Cornelia stood in the door, and gasped in horror as her eyes travelled from one corner of the room to another and back again, and her quick mind read the story of her brother’s life and one deep cause of her dear mother’s breakdown. She remembered her father’s words about Carey, and how he hoped she would be able to help him; and then her memory went back to the days when she and Carey had been inseparable. She saw the bright, eager face of her brother only two years younger than herself, always merry, with a jest on his lips and a twinkle in his eyes, but a kind heart and a willingness always to serve. Had Carey in three short years fallen to this?
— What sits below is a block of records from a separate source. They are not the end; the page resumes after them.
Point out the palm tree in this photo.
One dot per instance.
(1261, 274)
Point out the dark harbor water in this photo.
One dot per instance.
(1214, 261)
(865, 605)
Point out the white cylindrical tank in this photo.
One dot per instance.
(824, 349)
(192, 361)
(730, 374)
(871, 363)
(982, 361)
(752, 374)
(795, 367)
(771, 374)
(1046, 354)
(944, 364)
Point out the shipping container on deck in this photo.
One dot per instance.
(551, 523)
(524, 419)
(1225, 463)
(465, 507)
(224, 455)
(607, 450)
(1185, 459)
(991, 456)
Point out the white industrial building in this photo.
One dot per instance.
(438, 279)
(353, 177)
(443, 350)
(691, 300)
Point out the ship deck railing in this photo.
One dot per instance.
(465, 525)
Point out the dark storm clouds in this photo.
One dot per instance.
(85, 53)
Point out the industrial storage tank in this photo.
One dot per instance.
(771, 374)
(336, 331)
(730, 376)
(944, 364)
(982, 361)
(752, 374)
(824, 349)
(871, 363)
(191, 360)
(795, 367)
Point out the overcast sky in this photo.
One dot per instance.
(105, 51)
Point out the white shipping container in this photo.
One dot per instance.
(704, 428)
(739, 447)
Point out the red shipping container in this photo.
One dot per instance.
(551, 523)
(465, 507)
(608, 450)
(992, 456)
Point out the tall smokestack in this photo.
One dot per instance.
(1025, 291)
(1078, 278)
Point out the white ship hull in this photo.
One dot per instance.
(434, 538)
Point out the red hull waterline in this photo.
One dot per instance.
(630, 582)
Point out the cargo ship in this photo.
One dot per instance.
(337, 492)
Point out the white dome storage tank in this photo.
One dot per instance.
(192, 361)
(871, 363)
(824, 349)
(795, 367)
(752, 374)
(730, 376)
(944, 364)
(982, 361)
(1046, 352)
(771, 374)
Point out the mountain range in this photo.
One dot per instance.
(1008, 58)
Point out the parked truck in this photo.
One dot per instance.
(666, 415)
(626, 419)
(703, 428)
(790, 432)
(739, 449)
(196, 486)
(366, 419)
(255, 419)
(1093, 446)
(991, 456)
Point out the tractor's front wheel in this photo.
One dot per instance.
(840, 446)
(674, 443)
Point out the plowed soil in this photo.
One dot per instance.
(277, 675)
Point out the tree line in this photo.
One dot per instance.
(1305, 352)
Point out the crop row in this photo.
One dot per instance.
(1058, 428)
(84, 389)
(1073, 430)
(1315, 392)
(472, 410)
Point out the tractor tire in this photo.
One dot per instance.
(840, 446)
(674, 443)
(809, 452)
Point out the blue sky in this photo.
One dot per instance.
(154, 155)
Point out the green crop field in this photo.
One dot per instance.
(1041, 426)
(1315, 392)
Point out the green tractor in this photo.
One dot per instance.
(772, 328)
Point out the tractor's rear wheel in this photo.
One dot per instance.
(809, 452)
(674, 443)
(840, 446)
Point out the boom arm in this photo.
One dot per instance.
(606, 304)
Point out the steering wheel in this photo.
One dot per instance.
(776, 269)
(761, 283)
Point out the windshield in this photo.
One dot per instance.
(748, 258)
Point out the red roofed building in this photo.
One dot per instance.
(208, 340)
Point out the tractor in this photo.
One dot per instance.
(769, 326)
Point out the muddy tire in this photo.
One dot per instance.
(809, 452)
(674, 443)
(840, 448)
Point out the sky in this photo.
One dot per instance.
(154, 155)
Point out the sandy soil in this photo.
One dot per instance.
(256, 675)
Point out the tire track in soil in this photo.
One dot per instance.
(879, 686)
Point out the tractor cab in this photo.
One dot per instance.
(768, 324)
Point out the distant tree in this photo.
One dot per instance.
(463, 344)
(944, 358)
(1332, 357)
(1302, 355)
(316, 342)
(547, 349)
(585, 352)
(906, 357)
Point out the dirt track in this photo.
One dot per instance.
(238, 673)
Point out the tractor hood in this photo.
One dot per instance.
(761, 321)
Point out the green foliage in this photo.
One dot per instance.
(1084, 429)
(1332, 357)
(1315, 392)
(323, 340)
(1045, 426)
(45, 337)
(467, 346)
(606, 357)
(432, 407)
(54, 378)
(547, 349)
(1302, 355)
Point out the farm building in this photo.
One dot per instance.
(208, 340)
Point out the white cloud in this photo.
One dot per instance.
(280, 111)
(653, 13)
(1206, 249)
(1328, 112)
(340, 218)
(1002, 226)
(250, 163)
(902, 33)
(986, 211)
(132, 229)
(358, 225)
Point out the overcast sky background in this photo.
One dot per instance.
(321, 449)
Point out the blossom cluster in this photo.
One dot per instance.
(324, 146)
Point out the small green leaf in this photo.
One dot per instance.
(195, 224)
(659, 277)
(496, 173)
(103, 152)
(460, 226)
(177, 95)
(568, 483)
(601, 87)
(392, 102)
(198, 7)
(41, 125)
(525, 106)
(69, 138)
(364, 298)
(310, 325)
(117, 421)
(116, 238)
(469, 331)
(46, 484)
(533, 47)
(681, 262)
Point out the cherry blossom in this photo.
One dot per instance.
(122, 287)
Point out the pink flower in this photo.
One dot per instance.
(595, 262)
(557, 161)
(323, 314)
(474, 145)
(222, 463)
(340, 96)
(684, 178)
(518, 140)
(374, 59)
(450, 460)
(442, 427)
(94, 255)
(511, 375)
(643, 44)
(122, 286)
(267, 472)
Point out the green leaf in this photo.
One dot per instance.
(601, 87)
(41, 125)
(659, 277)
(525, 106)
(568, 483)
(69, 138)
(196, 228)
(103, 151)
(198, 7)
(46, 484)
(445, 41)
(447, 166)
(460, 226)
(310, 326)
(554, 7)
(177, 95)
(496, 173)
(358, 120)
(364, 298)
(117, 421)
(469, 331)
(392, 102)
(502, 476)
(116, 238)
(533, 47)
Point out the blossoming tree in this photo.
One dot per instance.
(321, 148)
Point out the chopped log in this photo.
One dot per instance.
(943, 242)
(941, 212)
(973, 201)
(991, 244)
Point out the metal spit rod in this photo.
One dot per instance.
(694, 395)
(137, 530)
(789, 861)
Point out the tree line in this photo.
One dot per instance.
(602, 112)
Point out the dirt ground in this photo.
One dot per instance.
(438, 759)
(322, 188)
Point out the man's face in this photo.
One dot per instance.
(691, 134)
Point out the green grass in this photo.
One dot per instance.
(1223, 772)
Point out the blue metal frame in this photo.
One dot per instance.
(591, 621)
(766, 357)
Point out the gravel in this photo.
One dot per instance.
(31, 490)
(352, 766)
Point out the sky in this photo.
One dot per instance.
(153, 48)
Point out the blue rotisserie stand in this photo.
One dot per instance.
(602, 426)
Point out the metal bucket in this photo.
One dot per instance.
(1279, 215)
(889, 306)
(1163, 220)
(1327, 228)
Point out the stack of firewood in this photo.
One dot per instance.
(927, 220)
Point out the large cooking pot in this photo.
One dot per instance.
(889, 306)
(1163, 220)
Because there was no excuse for an able-bodied young man to live in a mess like this. No young man with a mite of self-respect would do it. And Carey knew better. Carey had been brought up to take care of himself and his things. Nobody could mend a bit of furniture, or fix the plumbing, or sweep a room, or even wash out a blanket for mother, better than Carey when he was only fifteen. And for Carey as she knew him to be willing to lie down for at least more than one night in a room like this and go off in the morning leaving it this way, was simply unthinkable. How Carey must have changed to have come to this! As her eyes roved about the room, she began to have an insight into what must be the trouble. Self-indulgence of a violent type must have got hold of him. Look at the hundreds of cigarette-stumps, ashes everywhere. The only saving thing was the touch of machinery in the otherwise hopeless mass; and that, too, meant only that he was crazy about automobiles, and likely fussed with them now and then to repair them so that he would have opportunity to ride as much as he liked. And Carey—where was Carey now?

She turned sadly away from the room, and shut the door. It was a work of time to think of getting that mess straightened out into any sort of order, and it made her heart-sick and hopeless. She must look farther and learn the whole story before she began to do anything.